Fukushima Daiichi Plant Still Unstable, Japan to Focus on Renewable Energy

Two months after a massive earthquake and tsunami rocked Japan, Prime Minister Naoto Kan has promised a full investigation of the nuclear accident at the Fukushima Daiichi nuclear power plant. He also pledged to de-emphasize nuclear power in the coming years and instead focus on renewable energy, according to the Environment News Service. People across the region hit hardest by the disaster observed a moment of silence yesterday for the 24,834 people who are dead and missing. The Daiichi plant is still unstable and leaking radiation, and many evacuees from the area surrounding the plant remain in shelters. On March 11, a 9.0 earthquake shook Japan and unleashed a tsunami wave that claimed thousands of lives and caused a nuclear disaster at the Daiichi plant.

Attention Dumpster Divers: One-Third of the World's Food Gets Wasted

A new United Nations report reveals that about one-third of the food produced each year for human consumption worldwide gets lost or wasted. That comes out to approximately 1.3 billion tons of food that somehow slips through the cracks and never gets eaten, at least by those who don't dig through the trash. Consumers in rich countries waste 222 million tons of food each year, an amount of eatables that almost equals the entire net food production of sub-Saharan Africa. If you're not a dumpster diver, it's time to join the clean plate club.

NATO Attacks Qaddafi After TV Appearance

Libyan leader Muammar Qaddafi made his first television appearance in two weeks last night, and within hours NATO airstrikes blasted his compound, according to Reuters. The strikes left at least three people dead and 25 wounded. A government spokesperson condemned the strikes and said the NATO hit an area where Qaddafi supporters gather every night to chant slogans.
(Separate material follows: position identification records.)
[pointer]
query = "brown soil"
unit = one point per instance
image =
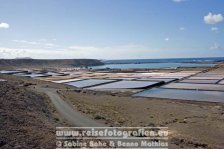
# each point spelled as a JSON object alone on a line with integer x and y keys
{"x": 26, "y": 118}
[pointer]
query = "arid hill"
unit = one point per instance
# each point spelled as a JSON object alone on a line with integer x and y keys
{"x": 39, "y": 63}
{"x": 26, "y": 118}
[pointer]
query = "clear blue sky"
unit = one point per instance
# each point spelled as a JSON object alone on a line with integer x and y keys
{"x": 111, "y": 29}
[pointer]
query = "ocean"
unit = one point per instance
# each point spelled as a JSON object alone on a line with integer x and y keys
{"x": 158, "y": 63}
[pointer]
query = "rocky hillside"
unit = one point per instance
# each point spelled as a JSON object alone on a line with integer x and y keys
{"x": 38, "y": 63}
{"x": 26, "y": 118}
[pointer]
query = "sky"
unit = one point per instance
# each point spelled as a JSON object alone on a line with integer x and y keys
{"x": 111, "y": 29}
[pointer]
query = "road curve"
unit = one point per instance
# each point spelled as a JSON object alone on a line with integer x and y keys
{"x": 73, "y": 116}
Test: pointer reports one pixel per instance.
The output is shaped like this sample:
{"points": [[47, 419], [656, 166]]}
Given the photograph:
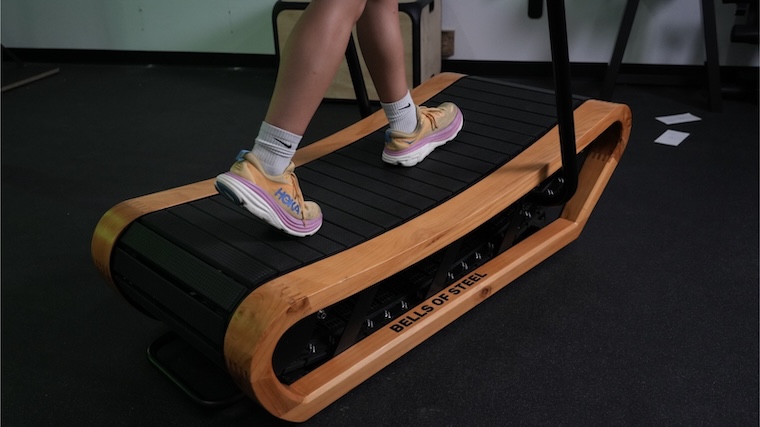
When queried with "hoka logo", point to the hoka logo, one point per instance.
{"points": [[288, 201]]}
House Panel Approves Billions in Defense and Nuclear Spending

The House Armed Services Committee approved a spending measure today that provides $690 billion to the Pentagon and Energy Department, including $18 billion for new nuclear projects, according to The Hill. The measure also secures $118 billion for the wars in Iraq and Afghanistan and includes a amendment that could delay the process of a full repeal of the “Don't ask, Don't Tell” ban on openly gay military service members. The amendment adds four more military leaders to the list of those who must certify the official end of the ban.